“Breakfast?”

I turn back to him and shake my head. “I came to support you, not to have you feed me.”

“I like feeding you,” he confesses, with his head inside the fridge. “It’s way better than feeding only myself.” He pulls out a carton of eggs, a brown paper bag, and the rest of the goat cheese we got last weekend. “I’m going to make you the best omelet you’ve ever had.”

“Big words.” I pull out a stool so I can sit and watch him cook for me, yet again.

“Do me a favor?”

“Anything.”

“Think up a K date for today. Make me forget about Gary.”

Kiss. No, that’s not a date, that’s a thing I want to do. But we could kiss in different places. Maybe try different kinds of kissing in different places. Kiss in the kitchen. French kiss at a crepe café. Butterfly kisses at the botanical garden. The possibilities are endless. A kissing scavenger hunt could be fun. Kissing also seems like a good way to forget about the cat, especially if we do a really good job and get lost in them.

“Okay, but I’ll have to get home and change first.”

“Oh wow,” Foster says in awe. “I didn’t even know these existed here.”

We’re standing outside a twenty-four hour karaoke bar. I can’t sing, and the thought of doing it in front of anyone, let alone Foster, has the partially digested omelet in my stomach doing loop-de-loops.
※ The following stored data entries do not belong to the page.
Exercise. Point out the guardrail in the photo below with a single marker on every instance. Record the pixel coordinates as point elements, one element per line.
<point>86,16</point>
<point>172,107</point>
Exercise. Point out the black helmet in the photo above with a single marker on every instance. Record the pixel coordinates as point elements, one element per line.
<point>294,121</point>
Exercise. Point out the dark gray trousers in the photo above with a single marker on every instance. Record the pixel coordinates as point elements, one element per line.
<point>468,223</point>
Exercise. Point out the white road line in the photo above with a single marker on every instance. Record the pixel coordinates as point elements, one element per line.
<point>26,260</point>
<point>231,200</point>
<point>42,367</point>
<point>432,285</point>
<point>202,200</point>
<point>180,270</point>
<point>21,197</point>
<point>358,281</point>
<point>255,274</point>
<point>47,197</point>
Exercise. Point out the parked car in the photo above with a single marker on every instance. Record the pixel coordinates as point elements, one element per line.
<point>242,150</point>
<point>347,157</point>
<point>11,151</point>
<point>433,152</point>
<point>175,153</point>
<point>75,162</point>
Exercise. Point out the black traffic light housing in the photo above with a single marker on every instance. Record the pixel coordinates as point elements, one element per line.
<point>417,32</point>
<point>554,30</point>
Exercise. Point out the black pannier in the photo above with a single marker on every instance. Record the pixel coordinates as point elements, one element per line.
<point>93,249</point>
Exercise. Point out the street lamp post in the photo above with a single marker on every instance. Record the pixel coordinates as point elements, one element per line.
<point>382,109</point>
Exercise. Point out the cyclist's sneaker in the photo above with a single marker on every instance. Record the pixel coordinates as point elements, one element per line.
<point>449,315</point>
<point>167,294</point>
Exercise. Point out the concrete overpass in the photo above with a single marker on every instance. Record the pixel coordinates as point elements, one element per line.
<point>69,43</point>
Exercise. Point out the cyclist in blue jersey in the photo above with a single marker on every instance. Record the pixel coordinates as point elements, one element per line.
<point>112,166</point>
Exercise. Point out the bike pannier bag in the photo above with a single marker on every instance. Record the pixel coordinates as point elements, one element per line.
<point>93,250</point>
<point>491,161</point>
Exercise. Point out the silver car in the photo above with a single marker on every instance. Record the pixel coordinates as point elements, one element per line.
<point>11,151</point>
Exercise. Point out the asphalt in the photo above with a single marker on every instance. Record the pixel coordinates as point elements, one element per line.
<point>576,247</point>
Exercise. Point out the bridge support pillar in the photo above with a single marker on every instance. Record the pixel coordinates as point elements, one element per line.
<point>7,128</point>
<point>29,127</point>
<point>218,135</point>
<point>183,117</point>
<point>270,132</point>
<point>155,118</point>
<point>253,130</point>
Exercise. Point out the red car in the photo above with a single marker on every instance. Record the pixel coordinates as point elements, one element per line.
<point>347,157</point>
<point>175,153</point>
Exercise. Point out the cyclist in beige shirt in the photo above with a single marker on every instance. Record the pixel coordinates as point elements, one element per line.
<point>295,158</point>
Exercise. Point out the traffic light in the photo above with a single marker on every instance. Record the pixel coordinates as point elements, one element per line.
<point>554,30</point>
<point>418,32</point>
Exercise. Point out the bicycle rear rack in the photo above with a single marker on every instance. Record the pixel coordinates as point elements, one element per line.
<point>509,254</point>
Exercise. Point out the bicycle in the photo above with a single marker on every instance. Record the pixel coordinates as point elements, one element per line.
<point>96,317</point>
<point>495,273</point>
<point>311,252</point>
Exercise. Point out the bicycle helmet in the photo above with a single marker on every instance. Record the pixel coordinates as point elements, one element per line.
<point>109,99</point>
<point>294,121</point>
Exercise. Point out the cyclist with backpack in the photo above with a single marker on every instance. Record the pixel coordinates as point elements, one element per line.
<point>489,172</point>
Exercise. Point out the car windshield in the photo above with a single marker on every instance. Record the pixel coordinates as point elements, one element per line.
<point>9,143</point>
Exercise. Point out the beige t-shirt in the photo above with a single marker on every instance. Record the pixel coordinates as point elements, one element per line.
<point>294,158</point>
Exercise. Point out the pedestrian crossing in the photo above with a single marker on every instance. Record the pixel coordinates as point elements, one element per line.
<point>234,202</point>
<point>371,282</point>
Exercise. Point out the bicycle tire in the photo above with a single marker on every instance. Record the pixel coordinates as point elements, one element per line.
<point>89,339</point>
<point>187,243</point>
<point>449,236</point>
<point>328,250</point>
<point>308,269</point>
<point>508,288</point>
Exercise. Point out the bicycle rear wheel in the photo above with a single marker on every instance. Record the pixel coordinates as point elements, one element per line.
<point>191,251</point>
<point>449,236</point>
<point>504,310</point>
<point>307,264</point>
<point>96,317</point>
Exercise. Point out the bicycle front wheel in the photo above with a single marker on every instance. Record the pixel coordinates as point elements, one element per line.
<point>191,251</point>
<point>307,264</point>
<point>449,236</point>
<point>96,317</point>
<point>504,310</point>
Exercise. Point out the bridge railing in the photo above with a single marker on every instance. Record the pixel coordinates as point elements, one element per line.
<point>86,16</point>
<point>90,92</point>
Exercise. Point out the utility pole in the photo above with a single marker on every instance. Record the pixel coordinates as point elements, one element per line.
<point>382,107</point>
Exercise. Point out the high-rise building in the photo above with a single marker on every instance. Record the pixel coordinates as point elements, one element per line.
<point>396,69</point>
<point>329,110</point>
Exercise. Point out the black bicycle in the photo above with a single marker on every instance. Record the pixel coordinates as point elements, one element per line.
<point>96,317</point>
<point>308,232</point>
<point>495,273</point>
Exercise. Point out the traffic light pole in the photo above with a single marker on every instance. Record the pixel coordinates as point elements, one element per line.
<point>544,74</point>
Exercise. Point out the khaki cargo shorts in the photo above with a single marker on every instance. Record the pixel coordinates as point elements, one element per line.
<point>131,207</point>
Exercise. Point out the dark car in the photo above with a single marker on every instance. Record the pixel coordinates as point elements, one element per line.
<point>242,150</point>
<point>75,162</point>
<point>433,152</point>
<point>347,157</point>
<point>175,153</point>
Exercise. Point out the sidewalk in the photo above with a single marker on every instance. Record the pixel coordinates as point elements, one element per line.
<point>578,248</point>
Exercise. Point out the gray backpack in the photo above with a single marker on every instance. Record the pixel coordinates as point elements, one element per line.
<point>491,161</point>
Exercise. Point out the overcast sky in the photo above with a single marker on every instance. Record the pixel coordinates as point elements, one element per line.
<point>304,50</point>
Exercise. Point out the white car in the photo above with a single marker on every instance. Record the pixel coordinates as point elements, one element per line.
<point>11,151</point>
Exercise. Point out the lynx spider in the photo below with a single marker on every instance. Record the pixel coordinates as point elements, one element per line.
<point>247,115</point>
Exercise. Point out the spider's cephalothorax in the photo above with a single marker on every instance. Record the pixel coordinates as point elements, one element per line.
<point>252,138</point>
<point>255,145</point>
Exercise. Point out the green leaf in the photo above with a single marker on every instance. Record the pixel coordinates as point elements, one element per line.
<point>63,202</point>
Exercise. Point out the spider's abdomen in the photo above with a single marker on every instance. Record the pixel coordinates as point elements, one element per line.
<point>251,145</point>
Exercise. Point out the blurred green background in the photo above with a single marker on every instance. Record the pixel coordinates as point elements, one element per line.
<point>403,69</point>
“In Korea, we’d go into one of these at like ten at night after drinking for a few hours and emerge after seven a.m.” He mimes walking out of the darkness into the sun. “Just a bunch of hungover people staggering out onto the quiet street to drag ourselves home.”

“Sounds… fun?”

“It was actually,” he assures me, leading me through the front door into a sleek reception area with black leather couches and shiny surfaces. This place would be a nightmare to keep clean. They probably go through more Windex in a week than most people go through in an entire lifetime. “Hey, we’d like a room for two, please,” he tells the receptionist.

I hand over my card, and then we’re being led down a narrow hallway with doors on either side. It looks like a place where nefarious deeds would be carried out, not just terrible singing.

“If you want anything from the menu, hit the call button beside the door,” the attendant says. “The catalog is all digital, and the remote is here.” They pull it off the wall and hand it to Foster. “You’ll be given a five-minute warning. If you’d like more time, select the option on the menu. And”—they suddenly look uncomfortable—“no sex.”

Great, now all I’m going to think about is all the things Foster and I could do that are not sex exactly but definitely sex-adjacent.

THIRTY-NINE

FOSTER

“Does that happen often?” I ask.

“You’d be surprised,” they sigh before turning and leaving me and Sophie standing alone in the quiet room.

Sophie takes in the space, glaring at the L-shaped couch that lines two of the walls. “Do you think it’s sanitary?” she wonders aloud.

I lean closer to inspect the surface. “It’s not a porous material, so probably.” I shrug and sit and stand quickly. “Not even sticky.” I grin at her and then watch in delight as she bursts out laughing. The urge to kiss her is getting harder to contain.

“Such a gentleman, checking for bodily fluids for me.”

“I think if we refrain from getting naked, we’ll be fine,” I tease only to immediately regret it. We’d stopped at her place before coming here so she could change, and while sitting in her living room I kept thinkingshe’s probably naked in there right now. I’ve seen her entire back, and I’d be a fool not to want to see every other inch of her.

As much as I try to tell myself that this is all fake, all for show, all a lesson in being with someone who treats her the way she should be treated, it’s more on every single level. Being with Sophie is more than any lie I whisper in the dark before I fall asleep.

“What song do you want to sing first?” Sophie asks, sliding the remote out of my hand and pointing it at the screen.

“You don’t want to go first?” Her head swivels in my direction, and I’m met with wide terrified eyes. “Sophie, why did you pick karaoke if you don’t want to do karaoke?”

She winces. “I panicked?”

“We can go… kickboxing? Knife throwing? Keg? Oh, we could go to The Keg.” I breathe out, mouth watering at the thought of a perfect steak. “Let’s do that, then we can go to a comedy club where we can laugh, for L.”